Initial marketing stemming from the service will aim at enterprise accounts. Specific uses arranged with third party partners and clients will define different sets of content. For example, products generated from WebFountain for Factiva will incorporate a 2-year-plus-current subset of Factiva's Publications Library. While IBM will supply the technology and host the service, partners will supply the marketing and brand name connections to specific targets. Factiva's Reputation Manager will serve senior executives by using WebFountain to discover and measure what the world and its Web are saying about companies and products. Reputation Manager could cost an estimated $150,000-$300,000 annually.
Susan Feldman, director of content and retrieval technologies at IDC, commented: "The advent of the Web, with its information free-for-all has somewhat sidelined content providers who have traditionally provided higher quality content, but at a price. This relationship [between IBM and WebFountain partners] brings the content provider back to the center. If they can create tools that will merge internal and external information, categorize it into a single taxonomy, and then let their users manipulate data from multiple sources, they will have created the ultimate competitive intelligence tool—as well as marketing tools, terrorist tracking tools, reputation monitoring tools, as this one is billed, and other, almost limitless information possibilities. This application takes an unthinkably large collection of worldwide information and makes it accessible as it has never been before."
Feldman points to the breadth of IBM's software research. "IBM has superb research that goes in all directions.

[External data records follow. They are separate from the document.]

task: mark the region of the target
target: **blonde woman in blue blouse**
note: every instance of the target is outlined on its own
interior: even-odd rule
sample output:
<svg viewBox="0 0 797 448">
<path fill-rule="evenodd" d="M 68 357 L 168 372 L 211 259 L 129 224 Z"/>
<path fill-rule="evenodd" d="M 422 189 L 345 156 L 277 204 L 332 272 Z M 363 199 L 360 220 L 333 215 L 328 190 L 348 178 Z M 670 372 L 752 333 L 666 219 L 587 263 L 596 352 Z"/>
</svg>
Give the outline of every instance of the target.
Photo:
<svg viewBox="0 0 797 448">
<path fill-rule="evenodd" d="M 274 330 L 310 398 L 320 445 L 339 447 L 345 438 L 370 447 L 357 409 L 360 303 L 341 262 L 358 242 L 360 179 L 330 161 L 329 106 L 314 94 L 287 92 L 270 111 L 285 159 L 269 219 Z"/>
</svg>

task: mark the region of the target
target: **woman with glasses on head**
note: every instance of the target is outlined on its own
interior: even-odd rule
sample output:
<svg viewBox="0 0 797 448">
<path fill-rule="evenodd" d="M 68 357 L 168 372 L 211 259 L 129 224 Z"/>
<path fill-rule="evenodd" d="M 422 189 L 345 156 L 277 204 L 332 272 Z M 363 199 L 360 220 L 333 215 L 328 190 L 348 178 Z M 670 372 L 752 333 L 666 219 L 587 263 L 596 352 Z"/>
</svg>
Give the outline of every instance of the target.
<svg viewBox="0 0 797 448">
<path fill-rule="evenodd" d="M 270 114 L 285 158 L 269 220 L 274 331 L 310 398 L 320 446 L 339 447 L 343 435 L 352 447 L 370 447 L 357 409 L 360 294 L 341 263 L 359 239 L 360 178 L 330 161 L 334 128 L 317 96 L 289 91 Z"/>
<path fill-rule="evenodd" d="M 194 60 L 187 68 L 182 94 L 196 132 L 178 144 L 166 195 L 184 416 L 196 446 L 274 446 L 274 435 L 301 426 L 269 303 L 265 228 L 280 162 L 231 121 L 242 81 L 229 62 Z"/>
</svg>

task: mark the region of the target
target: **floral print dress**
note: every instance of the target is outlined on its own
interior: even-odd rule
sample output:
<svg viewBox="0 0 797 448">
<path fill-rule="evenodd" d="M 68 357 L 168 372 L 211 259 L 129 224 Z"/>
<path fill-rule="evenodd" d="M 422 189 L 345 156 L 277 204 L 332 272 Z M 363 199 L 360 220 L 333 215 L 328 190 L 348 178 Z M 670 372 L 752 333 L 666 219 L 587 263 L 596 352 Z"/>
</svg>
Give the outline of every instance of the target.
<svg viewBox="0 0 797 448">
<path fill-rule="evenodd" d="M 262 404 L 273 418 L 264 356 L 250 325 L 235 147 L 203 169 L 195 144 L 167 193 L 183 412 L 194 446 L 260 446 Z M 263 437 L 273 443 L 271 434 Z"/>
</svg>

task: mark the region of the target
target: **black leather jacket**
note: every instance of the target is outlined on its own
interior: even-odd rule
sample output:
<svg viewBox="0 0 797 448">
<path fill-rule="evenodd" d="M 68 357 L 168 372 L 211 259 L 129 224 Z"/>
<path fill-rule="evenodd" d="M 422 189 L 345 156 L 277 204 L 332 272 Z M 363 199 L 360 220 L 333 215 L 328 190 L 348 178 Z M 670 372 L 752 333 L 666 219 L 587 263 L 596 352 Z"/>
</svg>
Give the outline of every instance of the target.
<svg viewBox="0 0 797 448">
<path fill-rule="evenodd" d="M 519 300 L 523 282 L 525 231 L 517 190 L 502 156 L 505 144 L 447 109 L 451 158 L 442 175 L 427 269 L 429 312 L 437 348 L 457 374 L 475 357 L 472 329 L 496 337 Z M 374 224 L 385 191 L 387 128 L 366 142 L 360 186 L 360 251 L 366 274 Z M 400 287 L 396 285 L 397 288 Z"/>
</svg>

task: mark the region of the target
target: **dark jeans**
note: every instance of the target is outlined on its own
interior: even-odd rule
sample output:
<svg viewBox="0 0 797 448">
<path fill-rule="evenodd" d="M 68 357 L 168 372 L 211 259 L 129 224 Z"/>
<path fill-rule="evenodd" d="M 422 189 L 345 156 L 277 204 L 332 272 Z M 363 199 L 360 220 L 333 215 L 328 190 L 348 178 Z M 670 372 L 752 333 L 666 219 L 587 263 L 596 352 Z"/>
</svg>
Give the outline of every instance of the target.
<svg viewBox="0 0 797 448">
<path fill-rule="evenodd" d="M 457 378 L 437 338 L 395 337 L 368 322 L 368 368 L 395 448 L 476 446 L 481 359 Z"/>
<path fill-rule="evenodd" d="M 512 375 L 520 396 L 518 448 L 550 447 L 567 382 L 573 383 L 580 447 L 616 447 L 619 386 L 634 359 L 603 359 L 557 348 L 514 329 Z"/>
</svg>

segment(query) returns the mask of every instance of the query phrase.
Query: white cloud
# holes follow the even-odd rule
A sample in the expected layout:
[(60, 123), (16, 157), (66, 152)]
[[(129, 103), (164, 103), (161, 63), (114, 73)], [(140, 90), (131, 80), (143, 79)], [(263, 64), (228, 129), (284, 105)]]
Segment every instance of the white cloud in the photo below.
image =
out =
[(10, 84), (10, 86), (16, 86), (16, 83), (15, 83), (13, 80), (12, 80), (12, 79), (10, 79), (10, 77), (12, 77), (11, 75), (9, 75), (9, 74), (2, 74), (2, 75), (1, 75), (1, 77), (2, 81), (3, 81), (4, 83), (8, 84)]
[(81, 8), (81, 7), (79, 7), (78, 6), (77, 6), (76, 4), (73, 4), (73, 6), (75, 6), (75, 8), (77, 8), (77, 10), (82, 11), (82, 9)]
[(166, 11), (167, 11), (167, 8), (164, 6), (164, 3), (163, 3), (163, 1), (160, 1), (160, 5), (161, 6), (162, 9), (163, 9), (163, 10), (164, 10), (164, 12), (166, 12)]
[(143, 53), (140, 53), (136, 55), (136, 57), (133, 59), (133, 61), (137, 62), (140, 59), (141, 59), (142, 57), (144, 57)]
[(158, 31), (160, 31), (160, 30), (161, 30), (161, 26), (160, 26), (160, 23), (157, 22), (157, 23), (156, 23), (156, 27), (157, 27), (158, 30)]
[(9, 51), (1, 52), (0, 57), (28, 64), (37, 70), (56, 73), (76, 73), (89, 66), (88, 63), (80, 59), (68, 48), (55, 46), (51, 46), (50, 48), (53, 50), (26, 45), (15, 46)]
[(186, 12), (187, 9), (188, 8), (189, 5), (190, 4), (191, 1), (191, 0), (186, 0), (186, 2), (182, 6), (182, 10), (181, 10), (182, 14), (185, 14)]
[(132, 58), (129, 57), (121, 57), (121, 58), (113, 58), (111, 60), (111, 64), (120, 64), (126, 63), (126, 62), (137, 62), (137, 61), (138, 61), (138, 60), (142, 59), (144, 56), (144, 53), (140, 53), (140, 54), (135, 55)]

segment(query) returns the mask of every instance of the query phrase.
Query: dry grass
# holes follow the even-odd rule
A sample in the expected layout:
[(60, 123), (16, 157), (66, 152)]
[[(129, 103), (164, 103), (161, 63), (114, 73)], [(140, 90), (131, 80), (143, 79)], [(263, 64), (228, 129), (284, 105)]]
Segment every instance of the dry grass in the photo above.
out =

It has over 100 content technologies in hand. Here in WebFountain they have pulled them together with their know-how." However, Feldman also salutes the wisdom of using third parties to handle customer relations and marketing.
Initially, according to Kevin Mann, chief strategist for WebFountain, IBM plans to target the Global 2000 for its direct efforts, while they expect partner Factiva to target the Global 4000. Clare Hart, president and CEO of Factiva, commented: "This is the next logical step toward giving people intelligence that they can act upon. We expect this type of service to become a key business asset and a must-have for the most ambitious enterprises." (For more information on WebFountain, go to http://www.almaden.ibm.com/webfountain.)
Until WebFountain, services using a full array of advanced text mining and analytic software have required too much computer power to operate swiftly, restricting operations to millions of documents in coverage and tens or hundreds of thousands of uses per day. IBM's accomplishment, according to Feldman, lies in pushing text mining to a new scale level—billions of documents and millions of requests per day.
Reportedly, dozens of potential partners have approached IBM. Mann indicated that IBM was negotiating with many on the applications side, plus others on the content side. Enabling the full functionality of WebFountain requires both client and domain knowledge. Feldman predicts that text mining companies, such as ClearForest, with strong canned taxonomies and good visualization of results will make logical partners.
Feldman advises information professionals: "If you're involved in building a taxonomy in a discipline, in indexing a field, in competitive intelligence, in setting up news alerts for a large enterprise, you need to pay attention to this announcement. It's an opportunity."